Şimdi bir başka oyuncu, Yavuz Seçkin, o döneme ait tanıklığını dile getirdi:
“O dönem Vural benim çok iyi arkadaşımdı. Bir gün Gülse ile görüşmek istedi. Gülse bizi çok güzel bir restorana götürdü, Vural’ı çok iyi ağırladı. Vural’ın kafasında biraz daha farklı karakterlerle dizide olmak düşüncesi vardı. Gülse sıcak davrandı. Ben canlı şahidim. ‘Elimizden geleni yaparız senin için. Gitme, yeter ki bırakma’ dedi.
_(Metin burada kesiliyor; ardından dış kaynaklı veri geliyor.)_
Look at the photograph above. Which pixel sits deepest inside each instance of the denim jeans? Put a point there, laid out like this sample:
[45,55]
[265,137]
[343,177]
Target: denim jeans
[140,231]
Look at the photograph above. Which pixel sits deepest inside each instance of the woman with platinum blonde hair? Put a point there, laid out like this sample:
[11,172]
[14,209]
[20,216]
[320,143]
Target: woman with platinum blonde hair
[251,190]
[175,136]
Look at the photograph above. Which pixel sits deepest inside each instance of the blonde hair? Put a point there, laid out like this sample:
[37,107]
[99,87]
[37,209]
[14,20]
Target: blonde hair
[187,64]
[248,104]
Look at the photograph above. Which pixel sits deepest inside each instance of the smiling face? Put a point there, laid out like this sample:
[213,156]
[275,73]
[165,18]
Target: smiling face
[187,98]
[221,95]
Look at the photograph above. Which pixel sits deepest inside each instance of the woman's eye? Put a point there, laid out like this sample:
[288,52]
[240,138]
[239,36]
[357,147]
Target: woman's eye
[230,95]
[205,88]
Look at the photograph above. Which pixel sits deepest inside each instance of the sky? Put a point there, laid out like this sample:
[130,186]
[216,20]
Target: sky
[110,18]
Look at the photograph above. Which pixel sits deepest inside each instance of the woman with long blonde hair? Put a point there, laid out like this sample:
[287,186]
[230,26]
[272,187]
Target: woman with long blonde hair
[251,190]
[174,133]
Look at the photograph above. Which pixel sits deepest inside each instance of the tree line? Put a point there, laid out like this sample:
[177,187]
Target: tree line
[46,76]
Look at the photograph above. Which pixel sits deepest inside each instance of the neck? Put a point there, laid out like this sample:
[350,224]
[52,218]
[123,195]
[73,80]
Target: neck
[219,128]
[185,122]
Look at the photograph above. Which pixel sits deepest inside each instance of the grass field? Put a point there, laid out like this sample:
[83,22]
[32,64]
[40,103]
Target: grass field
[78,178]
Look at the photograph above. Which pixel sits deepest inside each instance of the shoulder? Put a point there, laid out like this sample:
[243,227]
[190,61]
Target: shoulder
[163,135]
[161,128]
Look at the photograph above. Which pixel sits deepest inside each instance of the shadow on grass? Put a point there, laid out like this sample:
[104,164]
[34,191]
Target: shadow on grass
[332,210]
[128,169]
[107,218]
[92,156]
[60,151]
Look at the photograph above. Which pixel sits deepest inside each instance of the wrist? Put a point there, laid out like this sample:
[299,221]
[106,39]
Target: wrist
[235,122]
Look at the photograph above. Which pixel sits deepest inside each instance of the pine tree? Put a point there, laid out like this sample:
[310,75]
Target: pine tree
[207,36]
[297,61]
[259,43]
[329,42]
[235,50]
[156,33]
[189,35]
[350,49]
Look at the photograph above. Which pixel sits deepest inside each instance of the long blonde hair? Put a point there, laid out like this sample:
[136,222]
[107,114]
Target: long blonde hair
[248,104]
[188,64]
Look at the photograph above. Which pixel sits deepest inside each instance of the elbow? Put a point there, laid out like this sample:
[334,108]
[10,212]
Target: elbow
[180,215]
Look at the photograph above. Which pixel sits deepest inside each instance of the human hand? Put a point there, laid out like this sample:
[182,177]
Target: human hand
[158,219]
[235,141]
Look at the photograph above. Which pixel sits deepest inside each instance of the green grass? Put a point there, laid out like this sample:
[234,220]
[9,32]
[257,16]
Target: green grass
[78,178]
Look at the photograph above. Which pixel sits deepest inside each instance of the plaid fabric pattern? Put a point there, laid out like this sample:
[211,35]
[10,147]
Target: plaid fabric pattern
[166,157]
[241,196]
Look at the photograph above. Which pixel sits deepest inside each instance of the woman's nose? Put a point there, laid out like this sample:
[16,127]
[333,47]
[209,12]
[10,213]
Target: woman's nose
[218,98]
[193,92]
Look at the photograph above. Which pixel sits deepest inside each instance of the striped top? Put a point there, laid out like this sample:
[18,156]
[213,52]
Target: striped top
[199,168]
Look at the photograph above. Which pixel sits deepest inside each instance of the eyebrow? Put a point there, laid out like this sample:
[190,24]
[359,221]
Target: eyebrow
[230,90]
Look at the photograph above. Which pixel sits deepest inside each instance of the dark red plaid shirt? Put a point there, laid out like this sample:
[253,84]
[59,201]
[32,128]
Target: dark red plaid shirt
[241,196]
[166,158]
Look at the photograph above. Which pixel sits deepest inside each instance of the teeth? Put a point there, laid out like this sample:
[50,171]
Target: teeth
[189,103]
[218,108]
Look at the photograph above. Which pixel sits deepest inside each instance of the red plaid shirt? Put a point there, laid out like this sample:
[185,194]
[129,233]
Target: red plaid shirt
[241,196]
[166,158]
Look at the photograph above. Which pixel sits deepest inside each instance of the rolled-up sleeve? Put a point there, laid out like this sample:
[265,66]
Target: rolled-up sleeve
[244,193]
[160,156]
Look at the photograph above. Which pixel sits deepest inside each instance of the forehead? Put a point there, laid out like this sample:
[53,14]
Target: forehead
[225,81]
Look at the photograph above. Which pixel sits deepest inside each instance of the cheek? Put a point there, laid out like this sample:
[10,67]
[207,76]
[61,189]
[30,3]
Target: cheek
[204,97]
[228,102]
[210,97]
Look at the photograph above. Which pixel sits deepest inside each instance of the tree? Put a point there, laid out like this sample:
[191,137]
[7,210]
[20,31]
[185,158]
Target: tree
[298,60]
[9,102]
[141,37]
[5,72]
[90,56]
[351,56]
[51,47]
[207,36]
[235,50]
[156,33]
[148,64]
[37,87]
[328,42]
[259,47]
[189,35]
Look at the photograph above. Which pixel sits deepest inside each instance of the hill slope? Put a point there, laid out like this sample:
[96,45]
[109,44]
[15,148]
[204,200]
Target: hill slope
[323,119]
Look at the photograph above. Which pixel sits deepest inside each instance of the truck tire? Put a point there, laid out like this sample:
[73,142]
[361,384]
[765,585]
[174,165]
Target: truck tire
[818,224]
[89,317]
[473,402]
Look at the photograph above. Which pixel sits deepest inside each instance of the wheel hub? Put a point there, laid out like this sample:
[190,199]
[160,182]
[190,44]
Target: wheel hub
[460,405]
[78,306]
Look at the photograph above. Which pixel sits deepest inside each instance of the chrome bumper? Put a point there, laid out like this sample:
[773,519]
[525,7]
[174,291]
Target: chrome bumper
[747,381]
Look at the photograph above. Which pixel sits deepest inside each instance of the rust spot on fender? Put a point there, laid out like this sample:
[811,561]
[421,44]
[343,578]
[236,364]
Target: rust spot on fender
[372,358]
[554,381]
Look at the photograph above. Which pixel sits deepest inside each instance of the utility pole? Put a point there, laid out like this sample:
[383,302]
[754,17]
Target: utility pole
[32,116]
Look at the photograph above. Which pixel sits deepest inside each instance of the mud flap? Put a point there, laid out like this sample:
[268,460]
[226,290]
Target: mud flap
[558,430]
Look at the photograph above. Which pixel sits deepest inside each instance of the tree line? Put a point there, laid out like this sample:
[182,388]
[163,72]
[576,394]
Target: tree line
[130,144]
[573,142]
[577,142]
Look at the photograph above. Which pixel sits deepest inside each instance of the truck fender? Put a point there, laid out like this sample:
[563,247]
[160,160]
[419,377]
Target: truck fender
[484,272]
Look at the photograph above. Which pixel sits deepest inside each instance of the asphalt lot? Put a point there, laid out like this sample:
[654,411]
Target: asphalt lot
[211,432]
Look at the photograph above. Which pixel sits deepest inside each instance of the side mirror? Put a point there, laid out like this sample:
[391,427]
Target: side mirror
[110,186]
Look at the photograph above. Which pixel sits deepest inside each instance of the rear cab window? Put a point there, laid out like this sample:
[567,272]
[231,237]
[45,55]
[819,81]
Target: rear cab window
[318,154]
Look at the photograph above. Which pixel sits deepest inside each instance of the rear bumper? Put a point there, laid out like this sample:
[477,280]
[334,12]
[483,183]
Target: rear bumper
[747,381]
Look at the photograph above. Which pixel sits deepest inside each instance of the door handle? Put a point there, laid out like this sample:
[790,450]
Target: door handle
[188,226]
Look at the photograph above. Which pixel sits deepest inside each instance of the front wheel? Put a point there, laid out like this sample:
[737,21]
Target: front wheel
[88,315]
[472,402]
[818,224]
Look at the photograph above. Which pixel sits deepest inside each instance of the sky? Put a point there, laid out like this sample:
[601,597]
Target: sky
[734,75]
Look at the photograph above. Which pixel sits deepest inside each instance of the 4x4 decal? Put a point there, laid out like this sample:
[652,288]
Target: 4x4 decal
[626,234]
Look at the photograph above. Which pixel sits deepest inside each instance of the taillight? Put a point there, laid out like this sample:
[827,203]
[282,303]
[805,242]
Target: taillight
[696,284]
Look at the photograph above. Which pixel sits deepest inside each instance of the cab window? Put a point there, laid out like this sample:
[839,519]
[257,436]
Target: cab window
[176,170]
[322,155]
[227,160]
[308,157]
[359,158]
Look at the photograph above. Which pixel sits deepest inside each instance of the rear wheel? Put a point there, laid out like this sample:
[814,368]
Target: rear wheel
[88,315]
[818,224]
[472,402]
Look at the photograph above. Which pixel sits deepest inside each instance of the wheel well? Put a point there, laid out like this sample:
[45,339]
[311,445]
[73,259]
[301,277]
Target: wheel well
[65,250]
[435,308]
Vural biraz inatçıydı. İnadından vazgeçmedi, ayrıldı diziden...”
Yavuz Seçkin’in bu anlattıkları, Gülse’ye yapılan linçin bir de öbür yüzü olduğunu gösteriyor.
Kapiççiiino Kalben
GQ Men of the Year gecesine bıyıklı bir erkek kılığında katılan Kalben, bunun gerekçesini memleketin kadınlık hallerine bağladı:
“Ülkemizde kadın olmanın bu kadar zor olduğu bu günlerde ‘adam olayım, belki işe yarar’ diye düşündüm...”
Bir erkek dergisi tarafından, yılın erkeklerinin belirlendiği geceye, erkek kılığında katılıp bunu kadın haklarına bağlamak...
Tam Kalbenlik bir kısa devre!
Keşke işe yarasa... O zaman devamı da getirilebilir bu protestonun: Mesela Kırkpınar’a pehlivan kılığında, içtimaya kamuflajla, sünnet düğününe Hacivat olarak katılabilir.
O halleri kime bezeyecek bilmiyorum ama GQ gecesindeki hali resmen Nusret olmuş Kalben’in.